Illinois Teknoloji Enstitüsü’nde tarih profesörü olan Mar Hicks, “Kadınlar erken dönem bilgisayar ve programlama alanında gerçekten çok etkili oldular,” diyor.
Ancak 1960’larda tamamı kadınlardan oluşan bir yazılım şirketi kuran Dame Stephanie Shirley, çabalarının çoğu zaman fark edilmediğini söylüyor. Shirley’e göre, pek çok kadın işin içinde olmasına rağmen, internetin tasarımı “elbette ağırlıklı olarak erkekler tarafından yapıldı.”
Daha açık olmak gerekirse: Silikon Vadisi’ndeki heteroseksüel beyaz erkekler. Ancak daha heterojen bir grup – her renkten, cinsiyetten ve cinsel yönelimden insanlar – bugün kullandığımız çevrimiçi hizmetlerin ve sistemlerin oluşturulmasında yer alsaydı internet nasıl olurdu? Kadınlara ve azınlıklara masada daha fazla yer verilseydi ve tasarımında daha fazla söz sahibi olsalardı ne ile karşı karşıya olurduk?

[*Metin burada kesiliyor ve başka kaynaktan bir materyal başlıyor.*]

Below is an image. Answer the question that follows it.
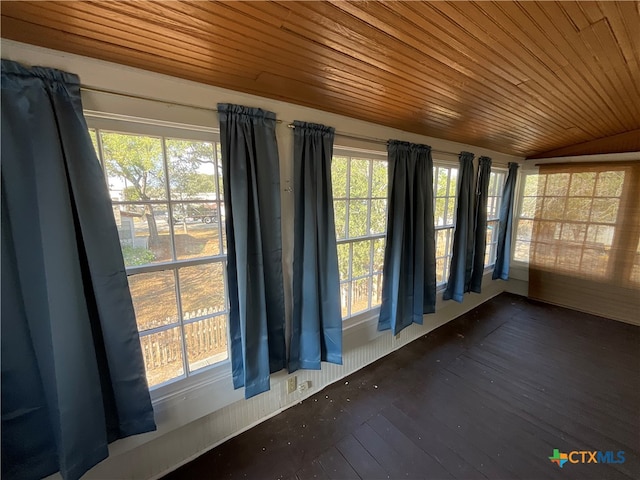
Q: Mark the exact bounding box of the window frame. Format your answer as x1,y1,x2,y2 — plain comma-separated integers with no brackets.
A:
84,114,231,392
331,146,389,322
433,159,460,291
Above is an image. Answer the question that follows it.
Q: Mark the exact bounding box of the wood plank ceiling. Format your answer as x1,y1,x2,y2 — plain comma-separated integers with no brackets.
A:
1,1,640,158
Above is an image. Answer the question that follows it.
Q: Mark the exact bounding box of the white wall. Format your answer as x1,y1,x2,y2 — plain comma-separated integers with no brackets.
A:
2,40,526,479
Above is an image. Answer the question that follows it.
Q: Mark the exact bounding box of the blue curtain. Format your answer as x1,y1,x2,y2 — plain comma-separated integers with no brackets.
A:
1,60,155,479
442,152,475,302
378,140,436,334
289,121,342,372
470,157,491,293
492,163,518,280
218,103,286,398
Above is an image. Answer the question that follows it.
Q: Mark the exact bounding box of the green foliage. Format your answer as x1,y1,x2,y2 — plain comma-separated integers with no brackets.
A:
122,245,156,267
101,132,164,200
166,139,222,200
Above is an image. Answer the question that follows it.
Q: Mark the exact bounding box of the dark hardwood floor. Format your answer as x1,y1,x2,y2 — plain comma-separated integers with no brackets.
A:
165,294,640,480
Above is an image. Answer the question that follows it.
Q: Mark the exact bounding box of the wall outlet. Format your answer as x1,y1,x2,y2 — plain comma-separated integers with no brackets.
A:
287,375,298,393
298,380,311,393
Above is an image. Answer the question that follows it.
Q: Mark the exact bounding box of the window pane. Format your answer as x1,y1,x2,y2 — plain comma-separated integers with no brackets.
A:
436,228,453,257
184,315,229,372
516,220,533,241
370,200,387,234
128,270,178,331
545,173,570,197
569,172,596,197
216,142,224,200
373,238,385,272
436,257,448,285
101,132,167,201
520,197,542,218
587,225,615,248
445,197,456,225
340,283,349,318
178,262,227,320
542,197,566,220
331,157,348,198
560,223,587,243
351,240,371,278
113,204,172,267
338,243,349,281
348,200,368,238
219,202,227,255
140,328,184,387
349,159,371,198
434,198,447,226
89,128,100,157
565,197,591,222
371,273,382,307
351,278,369,315
513,240,531,262
449,168,458,197
591,198,620,223
333,200,347,240
371,160,389,198
172,202,220,260
165,139,217,200
524,174,546,197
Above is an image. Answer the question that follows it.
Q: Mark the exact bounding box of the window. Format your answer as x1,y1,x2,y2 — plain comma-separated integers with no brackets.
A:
331,152,388,319
89,119,228,387
433,165,458,286
484,171,505,268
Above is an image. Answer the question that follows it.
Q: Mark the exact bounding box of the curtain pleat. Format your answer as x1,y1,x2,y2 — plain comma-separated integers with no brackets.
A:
289,121,342,372
1,60,155,479
442,152,475,302
469,157,491,293
218,103,286,398
378,140,436,334
492,163,519,280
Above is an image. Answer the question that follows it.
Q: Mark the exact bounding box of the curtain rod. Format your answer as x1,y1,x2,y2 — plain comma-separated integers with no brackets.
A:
287,123,460,155
80,86,282,123
80,85,460,155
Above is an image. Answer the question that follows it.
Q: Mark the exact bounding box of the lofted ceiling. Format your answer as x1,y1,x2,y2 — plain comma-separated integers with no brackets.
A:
1,1,640,158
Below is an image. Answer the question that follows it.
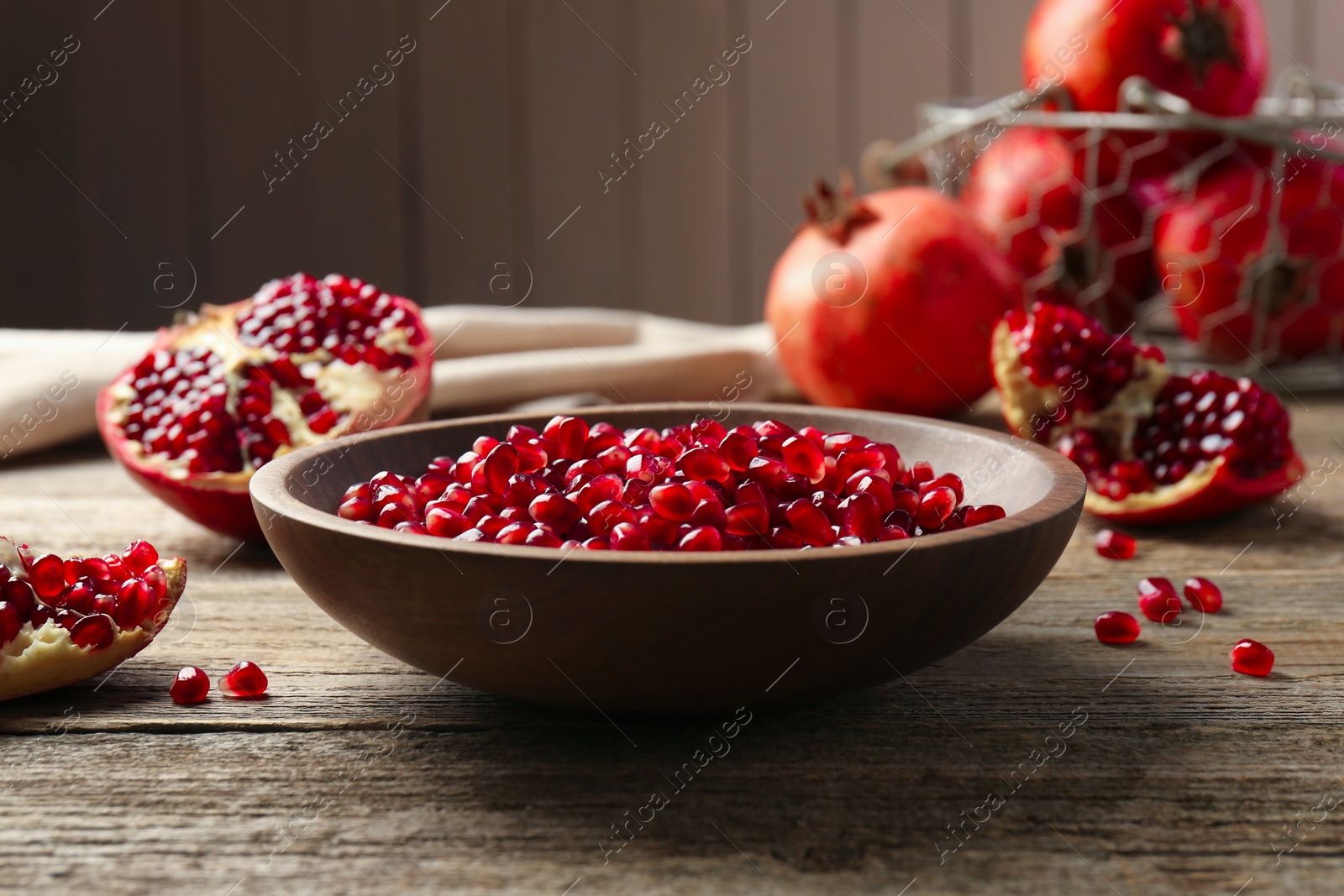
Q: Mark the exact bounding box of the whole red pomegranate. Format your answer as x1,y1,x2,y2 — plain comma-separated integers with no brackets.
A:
0,537,186,700
993,302,1304,525
1021,0,1268,116
97,274,433,538
1154,159,1344,361
961,128,1152,332
1023,0,1270,181
764,181,1021,417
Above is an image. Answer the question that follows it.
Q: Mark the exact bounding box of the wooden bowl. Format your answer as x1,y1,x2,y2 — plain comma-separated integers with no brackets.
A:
251,405,1086,716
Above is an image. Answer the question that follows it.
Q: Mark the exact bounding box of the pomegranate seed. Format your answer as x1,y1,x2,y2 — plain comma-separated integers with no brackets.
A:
837,491,882,542
916,485,957,529
70,610,117,652
1185,579,1223,612
168,666,210,705
719,430,759,471
919,473,965,504
781,435,827,482
1097,529,1137,560
784,498,836,548
219,659,267,700
542,417,589,459
121,542,159,575
677,448,732,482
1095,610,1138,643
649,482,697,522
1138,579,1181,622
29,553,66,599
481,442,517,495
610,522,649,551
676,525,723,551
1230,638,1274,679
112,579,155,630
527,493,583,532
723,501,770,536
963,504,1008,525
910,461,934,485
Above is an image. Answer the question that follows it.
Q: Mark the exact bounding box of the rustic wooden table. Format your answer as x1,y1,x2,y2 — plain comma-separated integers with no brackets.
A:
0,396,1344,896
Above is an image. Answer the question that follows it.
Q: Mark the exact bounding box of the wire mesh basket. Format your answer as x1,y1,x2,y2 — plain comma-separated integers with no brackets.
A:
863,71,1344,392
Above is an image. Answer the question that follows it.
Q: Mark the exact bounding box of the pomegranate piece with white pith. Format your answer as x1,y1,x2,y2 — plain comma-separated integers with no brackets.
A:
0,537,186,700
336,415,1005,552
98,274,433,538
993,304,1304,525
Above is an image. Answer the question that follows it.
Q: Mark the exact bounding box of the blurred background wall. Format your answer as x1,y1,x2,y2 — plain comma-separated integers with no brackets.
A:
0,0,1327,329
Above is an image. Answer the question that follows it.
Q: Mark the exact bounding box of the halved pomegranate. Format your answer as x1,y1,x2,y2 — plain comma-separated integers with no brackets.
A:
0,537,186,700
993,302,1304,525
98,274,434,538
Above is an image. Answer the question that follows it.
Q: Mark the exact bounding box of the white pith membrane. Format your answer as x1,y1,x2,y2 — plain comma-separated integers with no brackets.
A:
106,305,414,489
0,537,186,701
992,321,1226,516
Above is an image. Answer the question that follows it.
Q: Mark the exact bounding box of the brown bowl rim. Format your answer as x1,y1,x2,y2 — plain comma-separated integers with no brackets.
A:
249,401,1087,564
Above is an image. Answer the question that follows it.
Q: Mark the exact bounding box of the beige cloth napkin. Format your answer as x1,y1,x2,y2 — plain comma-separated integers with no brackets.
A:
0,305,780,459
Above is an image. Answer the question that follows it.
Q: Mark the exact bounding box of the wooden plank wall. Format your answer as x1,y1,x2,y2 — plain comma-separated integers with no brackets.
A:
0,0,1327,329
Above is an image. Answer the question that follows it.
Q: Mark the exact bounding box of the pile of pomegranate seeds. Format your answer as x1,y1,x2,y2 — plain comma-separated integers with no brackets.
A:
1097,529,1138,560
218,659,269,700
338,417,1004,551
0,542,168,650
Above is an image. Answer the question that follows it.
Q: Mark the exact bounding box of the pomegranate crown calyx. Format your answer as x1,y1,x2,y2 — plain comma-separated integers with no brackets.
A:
1164,0,1242,87
802,170,878,246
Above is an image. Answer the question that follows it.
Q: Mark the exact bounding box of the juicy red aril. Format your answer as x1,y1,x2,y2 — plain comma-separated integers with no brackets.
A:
542,417,589,459
70,610,117,650
1138,579,1181,622
121,540,159,575
1097,529,1137,560
719,432,759,471
1095,610,1140,643
649,482,697,522
679,448,732,482
1185,579,1223,612
527,493,583,532
1230,638,1274,679
723,501,770,536
676,525,723,551
168,666,210,705
784,498,836,548
219,659,267,697
29,553,66,599
963,504,1008,527
781,435,827,482
610,522,649,551
919,473,965,504
916,485,957,529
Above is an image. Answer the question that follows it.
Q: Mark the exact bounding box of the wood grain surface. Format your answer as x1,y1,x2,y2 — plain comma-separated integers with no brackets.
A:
0,398,1344,896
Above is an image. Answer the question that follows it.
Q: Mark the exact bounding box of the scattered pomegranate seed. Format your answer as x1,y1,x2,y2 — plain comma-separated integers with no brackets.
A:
1138,579,1181,622
1230,638,1274,679
330,415,1005,553
1095,610,1140,643
1097,529,1138,560
168,666,210,704
219,659,267,700
1185,579,1223,612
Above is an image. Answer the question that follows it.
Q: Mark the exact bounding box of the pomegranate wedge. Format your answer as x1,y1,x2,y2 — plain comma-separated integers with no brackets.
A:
0,537,186,700
98,274,433,538
992,304,1304,525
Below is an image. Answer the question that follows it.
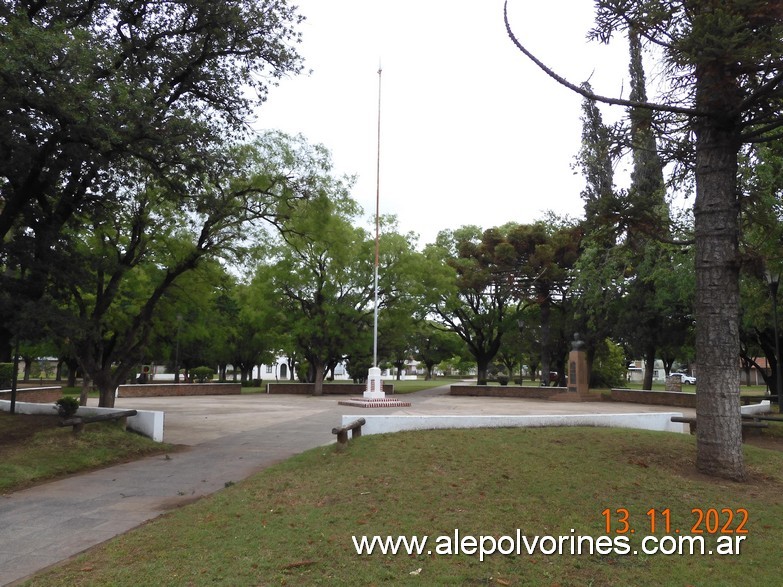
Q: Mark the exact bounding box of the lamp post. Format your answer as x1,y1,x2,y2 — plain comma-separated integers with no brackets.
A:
764,268,783,405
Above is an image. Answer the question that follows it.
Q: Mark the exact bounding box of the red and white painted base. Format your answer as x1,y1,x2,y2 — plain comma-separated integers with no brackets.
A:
337,397,411,408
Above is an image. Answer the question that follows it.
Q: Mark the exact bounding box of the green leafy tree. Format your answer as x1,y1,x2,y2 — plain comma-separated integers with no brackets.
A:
422,226,519,385
0,0,301,356
46,137,309,407
411,321,464,381
506,0,783,480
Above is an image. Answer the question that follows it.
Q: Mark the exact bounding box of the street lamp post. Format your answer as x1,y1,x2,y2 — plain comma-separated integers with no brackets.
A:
764,269,783,405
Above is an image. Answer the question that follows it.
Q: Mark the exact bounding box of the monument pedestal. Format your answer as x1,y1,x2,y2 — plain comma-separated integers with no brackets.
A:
337,367,411,408
568,350,590,397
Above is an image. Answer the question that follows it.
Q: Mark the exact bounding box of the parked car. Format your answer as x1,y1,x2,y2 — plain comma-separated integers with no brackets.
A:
671,373,696,385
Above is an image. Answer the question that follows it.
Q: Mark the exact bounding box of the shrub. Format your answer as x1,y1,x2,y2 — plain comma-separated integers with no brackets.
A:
190,367,215,383
54,395,79,420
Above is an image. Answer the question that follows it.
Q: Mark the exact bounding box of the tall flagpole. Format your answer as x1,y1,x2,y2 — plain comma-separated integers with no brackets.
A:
364,63,386,401
344,62,411,408
372,63,383,367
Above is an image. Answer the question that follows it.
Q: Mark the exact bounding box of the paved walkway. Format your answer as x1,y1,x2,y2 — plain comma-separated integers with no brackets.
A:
0,387,693,585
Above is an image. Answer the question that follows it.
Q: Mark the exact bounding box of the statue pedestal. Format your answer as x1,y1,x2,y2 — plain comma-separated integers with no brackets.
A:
364,367,386,399
568,351,590,398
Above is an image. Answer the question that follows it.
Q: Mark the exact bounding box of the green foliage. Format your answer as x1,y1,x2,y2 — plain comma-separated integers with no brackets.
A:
0,363,14,389
54,396,79,420
590,339,626,389
190,367,215,383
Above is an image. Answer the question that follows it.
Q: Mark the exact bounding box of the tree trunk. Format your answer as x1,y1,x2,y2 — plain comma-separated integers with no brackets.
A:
310,358,325,395
694,119,745,480
642,347,655,391
476,356,489,385
540,296,552,385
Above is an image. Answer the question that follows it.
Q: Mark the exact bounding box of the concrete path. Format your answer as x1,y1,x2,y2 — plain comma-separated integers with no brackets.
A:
0,387,693,585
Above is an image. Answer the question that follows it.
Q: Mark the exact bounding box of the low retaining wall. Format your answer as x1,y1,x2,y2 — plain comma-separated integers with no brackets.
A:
610,389,696,408
0,400,165,442
117,383,242,397
342,412,683,434
449,385,568,399
0,385,63,404
266,383,394,395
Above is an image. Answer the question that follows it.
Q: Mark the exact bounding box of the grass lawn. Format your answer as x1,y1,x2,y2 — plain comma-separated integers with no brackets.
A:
0,412,173,493
21,428,783,586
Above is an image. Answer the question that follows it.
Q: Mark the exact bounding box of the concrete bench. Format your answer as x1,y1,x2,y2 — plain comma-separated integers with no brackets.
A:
57,410,138,434
671,416,769,439
332,418,366,445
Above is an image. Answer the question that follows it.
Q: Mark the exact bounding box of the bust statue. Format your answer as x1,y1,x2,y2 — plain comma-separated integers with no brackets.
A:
571,332,587,351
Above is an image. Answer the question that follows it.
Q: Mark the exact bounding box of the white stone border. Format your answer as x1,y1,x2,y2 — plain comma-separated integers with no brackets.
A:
342,412,685,434
0,400,165,442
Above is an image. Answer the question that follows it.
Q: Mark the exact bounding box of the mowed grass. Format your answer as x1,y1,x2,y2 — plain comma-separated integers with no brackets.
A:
0,412,173,493
21,428,783,586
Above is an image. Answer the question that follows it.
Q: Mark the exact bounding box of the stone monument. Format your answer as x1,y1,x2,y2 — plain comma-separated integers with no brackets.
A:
568,332,590,398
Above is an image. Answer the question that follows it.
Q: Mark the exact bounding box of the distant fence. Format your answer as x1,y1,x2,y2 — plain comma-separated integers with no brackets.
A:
610,389,696,408
449,385,568,399
266,383,394,395
117,383,242,397
0,385,63,404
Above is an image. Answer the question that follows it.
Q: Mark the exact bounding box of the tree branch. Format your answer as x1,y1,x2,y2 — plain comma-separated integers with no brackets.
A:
503,0,710,116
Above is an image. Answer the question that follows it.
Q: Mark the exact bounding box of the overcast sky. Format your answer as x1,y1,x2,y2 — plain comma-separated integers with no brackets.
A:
255,0,628,245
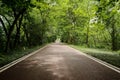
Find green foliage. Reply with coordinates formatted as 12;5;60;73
70;45;120;67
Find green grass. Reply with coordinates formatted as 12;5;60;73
70;45;120;68
0;45;44;67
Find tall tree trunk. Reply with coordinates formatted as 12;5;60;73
0;17;8;37
5;9;26;52
13;14;23;47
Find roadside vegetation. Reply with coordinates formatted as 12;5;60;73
0;45;43;67
70;45;120;68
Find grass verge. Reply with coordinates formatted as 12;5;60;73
70;45;120;68
0;45;44;67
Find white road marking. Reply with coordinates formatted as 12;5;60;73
68;46;120;73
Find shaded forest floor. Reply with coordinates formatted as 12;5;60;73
70;45;120;68
0;44;45;67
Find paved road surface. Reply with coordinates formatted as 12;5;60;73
0;44;120;80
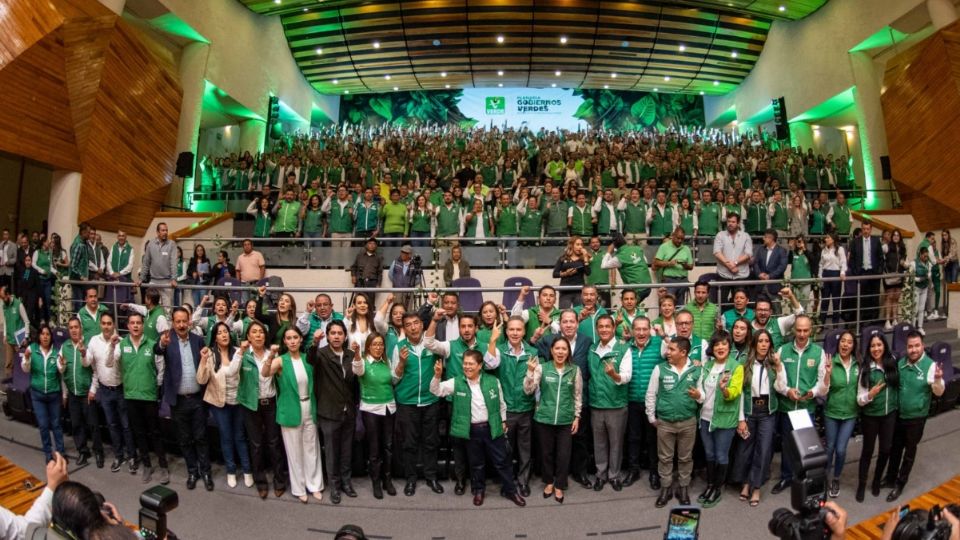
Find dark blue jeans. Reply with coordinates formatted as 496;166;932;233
97;385;134;460
210;405;251;474
30;388;65;461
700;420;737;465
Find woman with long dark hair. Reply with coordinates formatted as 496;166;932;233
857;334;900;502
197;322;253;488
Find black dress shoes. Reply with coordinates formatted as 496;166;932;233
770;479;790;495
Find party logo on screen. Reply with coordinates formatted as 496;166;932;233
486;96;507;114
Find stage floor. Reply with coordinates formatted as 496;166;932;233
0;411;960;540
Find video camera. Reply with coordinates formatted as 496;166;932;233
768;427;830;540
140;486;180;540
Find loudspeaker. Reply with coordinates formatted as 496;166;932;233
880;156;893;180
176;152;193;178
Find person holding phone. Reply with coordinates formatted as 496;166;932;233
523;337;583;504
690;331;743;508
856;334;900;502
770;315;830;495
644;337;701;508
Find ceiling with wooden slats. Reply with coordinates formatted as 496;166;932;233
238;0;826;94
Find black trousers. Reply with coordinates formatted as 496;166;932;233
67;394;103;456
317;414;357;489
461;422;517;495
887;418;927;487
536;422;583;490
397;403;440;482
859;411;897;486
360;411;397;480
127;399;167;469
173;392;210;476
627;401;658;474
243;398;289;489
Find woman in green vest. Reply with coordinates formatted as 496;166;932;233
733;330;787;506
857;334;900;502
523;336;583;503
20;324;66;462
260;326;323;504
351;332;397;499
690;331;743;508
820;330;860;498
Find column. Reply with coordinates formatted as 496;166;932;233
927;0;957;30
47;171;82;242
166;42;210;208
238;118;267;155
850;51;893;210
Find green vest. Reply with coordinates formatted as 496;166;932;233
360;358;393;405
897;353;933;420
627;335;662;403
863;362;900;416
30;343;60;394
110;242;133;274
450;371;503;439
824;354;860;420
587;338;633;409
120;336;157;401
777;341;823;412
60;340;93;396
396;339;437;406
533;362;580;426
493;341;538;413
655;360;700;422
274;353;317;427
698;202;720;236
437;204;460;236
700;356;743;431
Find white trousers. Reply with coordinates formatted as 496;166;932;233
280;400;323;497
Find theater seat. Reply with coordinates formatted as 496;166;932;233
450;278;483;313
502;276;536;311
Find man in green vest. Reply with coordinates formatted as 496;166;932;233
481;316;540;497
771;315;830;495
57;317;103;469
120;313;171;485
887;330;944;502
428;350;527;506
390;313;443;497
623;316;662;490
587;313;633;491
644;337;700;508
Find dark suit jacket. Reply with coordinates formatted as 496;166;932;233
153;332;206;407
753;244;788;279
847;236;883;276
307;345;359;421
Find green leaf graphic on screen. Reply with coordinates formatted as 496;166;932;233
487;96;507;114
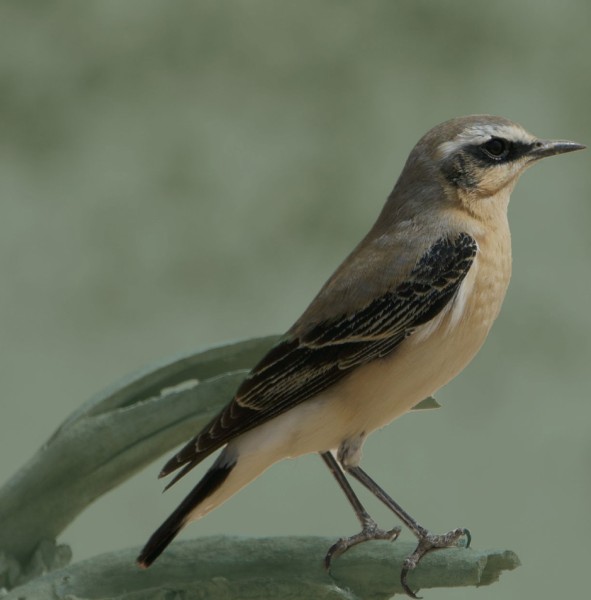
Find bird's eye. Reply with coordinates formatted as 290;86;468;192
481;138;509;160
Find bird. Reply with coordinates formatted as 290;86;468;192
137;115;585;598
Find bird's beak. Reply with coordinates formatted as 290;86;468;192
528;140;587;160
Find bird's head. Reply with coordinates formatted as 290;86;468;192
405;115;585;220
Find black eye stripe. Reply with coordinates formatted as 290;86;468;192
481;138;511;158
460;137;533;165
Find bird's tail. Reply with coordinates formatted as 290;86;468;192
137;460;236;569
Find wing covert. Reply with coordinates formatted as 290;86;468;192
160;233;478;487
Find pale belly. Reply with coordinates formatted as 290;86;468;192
239;255;508;462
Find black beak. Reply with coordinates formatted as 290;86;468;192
528;140;587;160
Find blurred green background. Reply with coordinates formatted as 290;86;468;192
0;0;591;600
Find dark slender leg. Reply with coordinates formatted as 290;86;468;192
345;467;470;598
320;452;400;569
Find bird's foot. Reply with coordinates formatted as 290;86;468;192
400;528;472;599
324;518;400;571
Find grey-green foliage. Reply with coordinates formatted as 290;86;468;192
0;336;450;587
6;537;519;600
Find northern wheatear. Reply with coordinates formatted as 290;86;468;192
138;115;584;596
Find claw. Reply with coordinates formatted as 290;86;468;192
400;528;472;600
324;520;400;571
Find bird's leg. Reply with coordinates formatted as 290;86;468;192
320;452;400;570
345;467;471;598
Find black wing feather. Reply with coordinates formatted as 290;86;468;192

University of the Arts London’da internet eşitliği dersleri veren ve kar amacı gütmeyen Feminist Internet’in kurucularından Charlotte Webb, çevrimiçi dünyanın, dümeninde kadınların ve azınlıkların olduğu tamamen farklı bir iş modeline dayanabileceğine inanıyor. Günümüzde çoğu online platform tek bir amaç doğrultusunda hareket ediyor: Kullanıcılardan bilgi toplamak, onları hedefli reklam bombardımanına tutmak ve gelir elde etmek.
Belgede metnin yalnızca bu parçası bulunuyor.